Se há tema incontornável esta semana, é a passagem de quarenta anos sobre a Revolução dos Cravos, à semelhança de outras datas como o Natal, a Páscoa ou a Passagem de Ano. Podemos até nem gostar, mas sentimo-nos obrigados a dizer algo.
E infelizmente, no caso da Revolução de Abril, cada vez mais essas celebrações parecem fazer-se apenas para marcar a data no calendário, num cenário consumista, em que o verdadeiro valor da revolução se perde nas decorações também em vermelho, mas desta feita sob a forma de cravos.
Antes de celebrar, devemos olhar em redor e interrogar-nos afinal o que temos hoje para festejar?
E atenção, não estou a criticar (e como «filha da Revolução» nunca o poderia fazer), esse grande momento que mudou para sempre a vida de Portugal, um país de que me orgulho acima de tudo (o que desprezo é quem ao longo dos anos o transformou num colonato de grandes senhores).
Critico sim os cínicos festejos de uma data que para muitos deixou de fazer sentido, ou melhor, tentam a todo o custo que deixe de fazer sentido.
Critico os festejos à base de música de dança, courato e cerveja, foguetório e discursos, com ramos e ramos de cravos pelo meio e politiquices baratas.
Já o dizia José Barata-Moura, que «cravo vermelho ao peito, a muitos fica bem».
Por um lado, é fácil discursar-se com barriga cheia, fazer as festas para o povinho, chegar ao palanque e falar que estão ou estiveram no Governo e deixaram o país chegar a este ponto.

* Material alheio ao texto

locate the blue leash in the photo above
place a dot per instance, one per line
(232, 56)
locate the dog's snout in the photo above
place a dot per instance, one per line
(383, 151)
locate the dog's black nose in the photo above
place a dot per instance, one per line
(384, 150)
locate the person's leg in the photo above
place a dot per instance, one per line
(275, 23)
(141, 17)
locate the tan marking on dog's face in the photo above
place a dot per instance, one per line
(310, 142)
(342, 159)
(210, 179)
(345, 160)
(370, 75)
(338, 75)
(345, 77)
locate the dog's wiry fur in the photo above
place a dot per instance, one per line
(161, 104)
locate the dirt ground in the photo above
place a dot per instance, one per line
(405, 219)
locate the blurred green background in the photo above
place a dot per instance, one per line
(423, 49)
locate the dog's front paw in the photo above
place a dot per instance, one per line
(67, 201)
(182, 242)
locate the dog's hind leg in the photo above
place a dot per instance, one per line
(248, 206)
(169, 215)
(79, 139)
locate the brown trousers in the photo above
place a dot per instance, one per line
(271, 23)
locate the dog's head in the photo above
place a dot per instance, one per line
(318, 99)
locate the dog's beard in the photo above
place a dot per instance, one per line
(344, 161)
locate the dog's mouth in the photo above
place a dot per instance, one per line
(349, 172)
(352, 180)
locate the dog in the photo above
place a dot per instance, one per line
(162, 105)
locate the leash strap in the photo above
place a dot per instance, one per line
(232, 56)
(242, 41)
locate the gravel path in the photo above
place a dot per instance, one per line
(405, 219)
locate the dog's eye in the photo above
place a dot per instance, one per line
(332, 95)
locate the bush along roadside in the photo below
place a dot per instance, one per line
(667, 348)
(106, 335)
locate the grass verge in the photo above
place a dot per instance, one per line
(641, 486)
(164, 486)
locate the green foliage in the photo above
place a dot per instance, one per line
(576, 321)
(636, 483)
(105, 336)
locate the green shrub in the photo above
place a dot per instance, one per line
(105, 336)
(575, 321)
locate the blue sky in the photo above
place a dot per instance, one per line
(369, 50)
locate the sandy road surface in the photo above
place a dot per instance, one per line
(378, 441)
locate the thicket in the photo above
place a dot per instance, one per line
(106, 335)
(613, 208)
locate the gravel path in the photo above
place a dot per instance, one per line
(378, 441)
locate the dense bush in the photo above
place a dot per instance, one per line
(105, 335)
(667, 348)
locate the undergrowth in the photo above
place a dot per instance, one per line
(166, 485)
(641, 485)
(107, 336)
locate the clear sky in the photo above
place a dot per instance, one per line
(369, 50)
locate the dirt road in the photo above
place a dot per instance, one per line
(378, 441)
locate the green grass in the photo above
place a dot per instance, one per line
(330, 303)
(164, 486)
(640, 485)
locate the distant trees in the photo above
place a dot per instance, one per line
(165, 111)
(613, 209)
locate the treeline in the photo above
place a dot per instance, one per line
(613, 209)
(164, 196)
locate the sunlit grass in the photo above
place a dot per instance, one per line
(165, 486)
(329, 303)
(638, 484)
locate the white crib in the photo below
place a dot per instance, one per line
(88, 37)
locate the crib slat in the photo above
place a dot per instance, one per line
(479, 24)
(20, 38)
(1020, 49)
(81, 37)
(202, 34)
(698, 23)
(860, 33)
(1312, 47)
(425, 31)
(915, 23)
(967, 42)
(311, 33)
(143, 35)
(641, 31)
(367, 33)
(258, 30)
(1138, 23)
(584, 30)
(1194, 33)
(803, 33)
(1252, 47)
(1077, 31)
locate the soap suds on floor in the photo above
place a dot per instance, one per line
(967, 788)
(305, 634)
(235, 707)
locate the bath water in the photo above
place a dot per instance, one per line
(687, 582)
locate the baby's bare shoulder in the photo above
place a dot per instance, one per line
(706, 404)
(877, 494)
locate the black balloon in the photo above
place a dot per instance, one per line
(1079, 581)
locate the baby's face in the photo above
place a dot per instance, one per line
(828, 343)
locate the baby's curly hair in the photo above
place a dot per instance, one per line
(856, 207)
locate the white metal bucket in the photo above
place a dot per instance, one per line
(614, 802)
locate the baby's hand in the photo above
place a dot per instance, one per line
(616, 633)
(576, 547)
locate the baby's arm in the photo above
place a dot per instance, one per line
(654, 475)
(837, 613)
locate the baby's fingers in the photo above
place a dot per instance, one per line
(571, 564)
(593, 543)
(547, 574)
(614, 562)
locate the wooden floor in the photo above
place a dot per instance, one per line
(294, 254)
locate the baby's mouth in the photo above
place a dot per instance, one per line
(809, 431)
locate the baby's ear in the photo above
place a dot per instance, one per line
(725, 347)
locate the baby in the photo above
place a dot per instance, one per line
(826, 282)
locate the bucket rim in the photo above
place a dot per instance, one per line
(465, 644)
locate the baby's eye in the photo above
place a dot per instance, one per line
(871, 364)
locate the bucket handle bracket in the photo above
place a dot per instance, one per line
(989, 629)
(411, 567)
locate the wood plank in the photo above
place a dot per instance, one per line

É fácil fazer grandes festas e lançar foguetes, gastando-se o que não se tem, e depois fechando os olhos e os ouvidos aos credores que ficam à porta. Encher a boca com a crise e a falta de apoio do Governo, e depois ignorar ostensivamente quem realmente precisa de ajuda.
Por outro lado, ninguém é cego que não veja que todos os direitos que foram conquistados com a Revolução dos Cravos estão, ao fim destes quarenta anos, completa e absolutamente, em perigo.
O direito ao trabalho e à segurança no emprego, a liberdade de organização, de reunião e de manifestação, o direito à greve e à negociação colectiva, o direito à saúde, à segurança social e à educação, são conquistas consagradas na Constituição da República Portuguesa.
Todos eles foram, nos últimos anos, alvo de um qualquer tipo de ataque, sob uma fórmula de resgate e de austeridade que ninguém ainda teve o cuidado de explicar por miúdos.
Antes nos atiram com medidas adicionais de redução de rendimentos, mais impostos, menos direitos, o encerramento de serviços essenciais à população, uma justiça que serve apenas os interesses económicos, o controle apertado sobre a comunicação social, a degradação do Serviço Nacional de Saúde e uma educação que sobrecarrega professores, e exclui o ensino de qualidade em nome de estatísticas.
Podemos até questionarmo-nos para que serve afinal esse documento chamado Constituição Portuguesa, se todos os pontos que ali estão definidos podem, a qualquer altura e por uma qualquer entidade, ser cilindrados por uma qualquer alínea de um obscuro decreto-lei.
Os direitos e os valores de Abril são conquistas em que acreditaram os que tudo fizeram para criar um Portugal livre.
Um Portugal que agora, em 2014, está ameaçado por poderes ainda mais obscuros e terríveis, quiçá até do que os que governavam há quarenta anos atrás. Porque pior do que um escravo viver na sua escravatura, é um escravo que não deixa de o ser, embora sob a ilusão de que vive em liberdade.